As for Barber, he’s busy running projects at Sea-Tac Airport and for Boeing, while adding new service stickers to his hard hat. He’s had to get a bit creative with those decals: Skanska doesn’t have service stickers above 40 years, so he uses two stickers: one for “40” and another for “3.”
Barber’s construction career began when he worked under his father as a laborer on a Nordstrom addition in Tacoma. He’s stayed with Skanska and construction for his entire career – he’s worked on about 70 projects – because he’s excited by the challenges of the projects he builds, and energized by the colleagues with whom he gets to work.
“Bob Baugh set the tone of treating people fairly, building them up and giving them challenges,” Barber said, referring to one of Baugh Construction’s founders. That approach continues today, he added, pointing out that several of our Seattle superintendents have also been with Skanska their entire careers.
When Barber finally decides to retire his Skanska hard hat, what he’ll miss the most is “all the great people in this company.” When you’re retired, he said, it’s hard to stay in touch.
“Everybody says, ‘Just give me a call’ – I’ve heard that over the years. But the people retiring don’t really do that,” Barber said. “You don’t want to impose on those who are running jobs – they’re busy.”
But in reality, maybe that’s a connection people on both ends of that call would appreciate.

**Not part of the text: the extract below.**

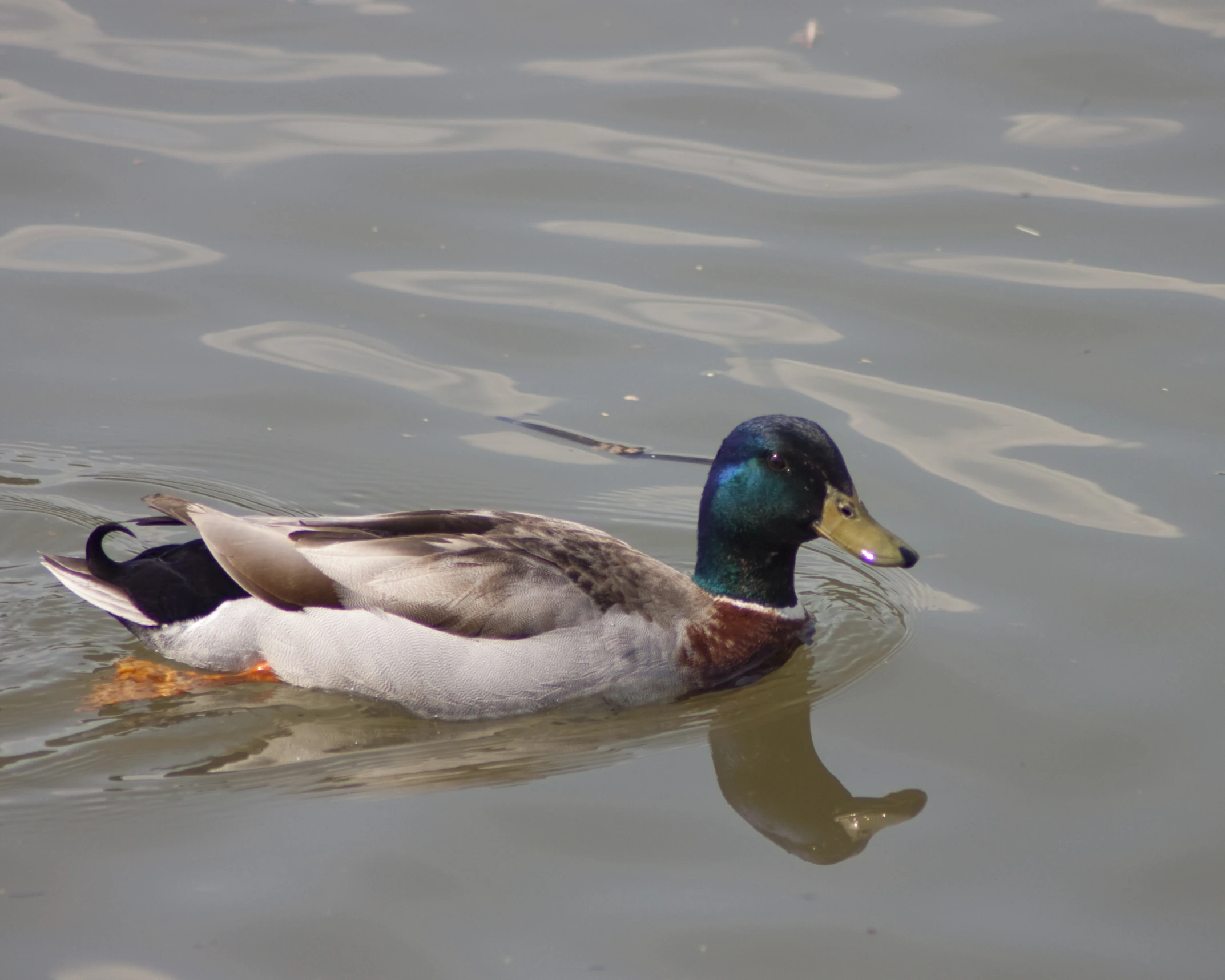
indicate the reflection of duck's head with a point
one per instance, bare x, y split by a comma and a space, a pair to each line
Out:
771, 775
777, 483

Richard Redmon, Vice president of operations, Tampa
Richard Redmon, center, with on the left Fred Hames, executive vice president, and Bill Flemming, Skanska USA Building president and CEO
Looking back over his 51 years with Skanska, Richard Redmon said his most satisfying projects have been those with a high level of cooperation amongst the owner, designer, trade contractors and Skanska. That has happened most completely on two of his projects: a major expansion of Roanoke Memorial Hospital in Virginia, and Sarasota Memorial Hospital in Florida.
“If you can end all projects with everybody in a good mood because they’re proud of what they did, with a building that’s going to function well and with an owner who can’t wait to move in – that’s the kind of outcome I like,” Redmon explained.

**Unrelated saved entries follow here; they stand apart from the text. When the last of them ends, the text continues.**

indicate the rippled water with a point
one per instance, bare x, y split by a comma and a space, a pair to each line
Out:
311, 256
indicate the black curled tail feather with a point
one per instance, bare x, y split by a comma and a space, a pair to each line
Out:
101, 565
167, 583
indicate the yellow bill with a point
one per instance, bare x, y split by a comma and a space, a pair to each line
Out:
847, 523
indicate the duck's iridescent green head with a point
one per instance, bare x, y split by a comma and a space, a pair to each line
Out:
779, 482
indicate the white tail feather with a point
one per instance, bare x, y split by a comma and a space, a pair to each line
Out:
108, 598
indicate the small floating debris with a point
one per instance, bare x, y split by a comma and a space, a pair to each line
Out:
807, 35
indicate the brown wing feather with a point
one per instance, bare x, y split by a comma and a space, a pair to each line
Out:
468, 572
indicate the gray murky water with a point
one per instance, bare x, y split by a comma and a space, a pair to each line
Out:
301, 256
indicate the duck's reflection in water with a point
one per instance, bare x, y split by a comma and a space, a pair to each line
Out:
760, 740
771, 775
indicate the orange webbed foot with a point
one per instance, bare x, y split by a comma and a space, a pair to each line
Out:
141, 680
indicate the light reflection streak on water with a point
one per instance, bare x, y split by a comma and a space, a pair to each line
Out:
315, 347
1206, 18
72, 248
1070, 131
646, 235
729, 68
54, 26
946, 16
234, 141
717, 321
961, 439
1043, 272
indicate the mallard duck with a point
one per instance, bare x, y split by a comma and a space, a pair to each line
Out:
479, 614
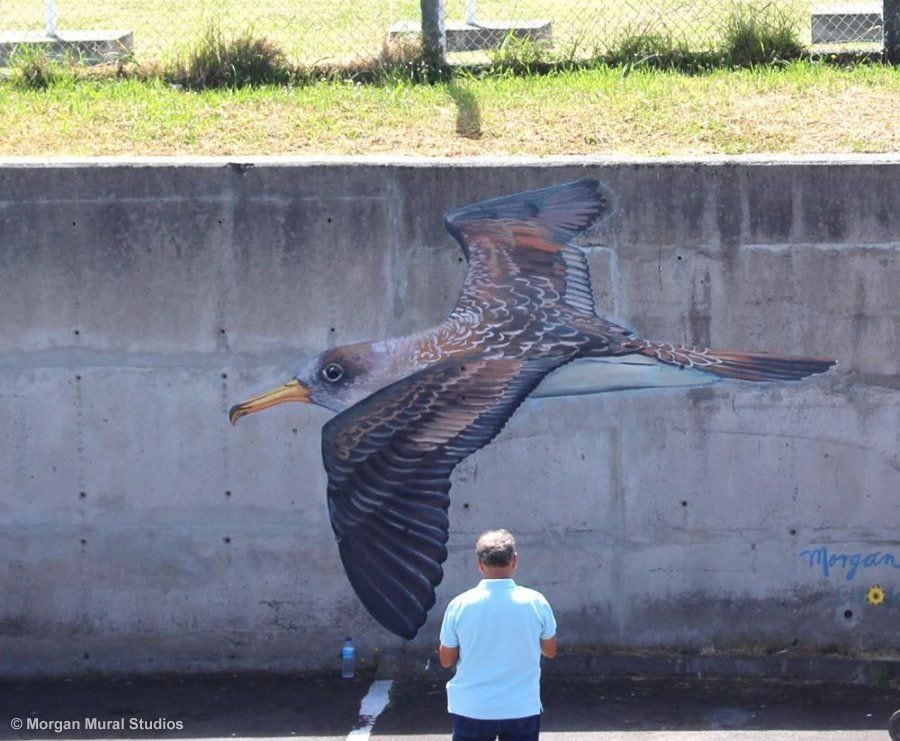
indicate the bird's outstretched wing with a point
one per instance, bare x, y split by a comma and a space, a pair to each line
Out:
389, 460
526, 235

More than just good feelings, such happy conclusions – which he said start with proactively offering to assist in addressing project challenges – mean good business. For instance, Roanoke Memorial Hospital – now part of Carilion Clinic – was so pleased with the project’s results that they went on to award Skanska about a billion dollars in other projects, he said.

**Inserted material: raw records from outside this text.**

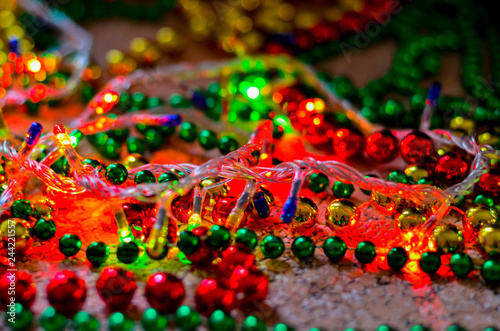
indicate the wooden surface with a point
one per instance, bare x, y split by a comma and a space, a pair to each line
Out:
315, 293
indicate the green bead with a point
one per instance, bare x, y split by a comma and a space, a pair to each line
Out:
397, 258
127, 252
461, 264
398, 176
430, 262
93, 163
227, 144
153, 321
393, 110
154, 102
70, 244
491, 272
21, 208
246, 237
220, 321
51, 320
369, 192
334, 248
370, 114
188, 242
167, 177
303, 247
178, 101
253, 323
342, 190
272, 247
282, 327
111, 149
22, 320
365, 252
154, 138
144, 176
208, 139
116, 173
44, 229
187, 319
218, 237
484, 199
318, 182
425, 181
118, 322
97, 253
188, 132
136, 145
481, 115
84, 322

Originally from Atlanta, Redmon worked in Atlanta, Nashville and Virginia before moving to Florida in 1994 to help Skanska establish its building construction presence there. Wherever he was, he has focused on building healthcare and office projects. The demand for those building types has always balanced out in a nice way: when one of those sectors would slow down, the other would pick up.
Yet for all his construction knowledge and experience, making far-reaching industry predictions isn’t Redmon’s style.
“Who knows what the future is going to bring?” he said. “We just hope it’s going to need buildings.”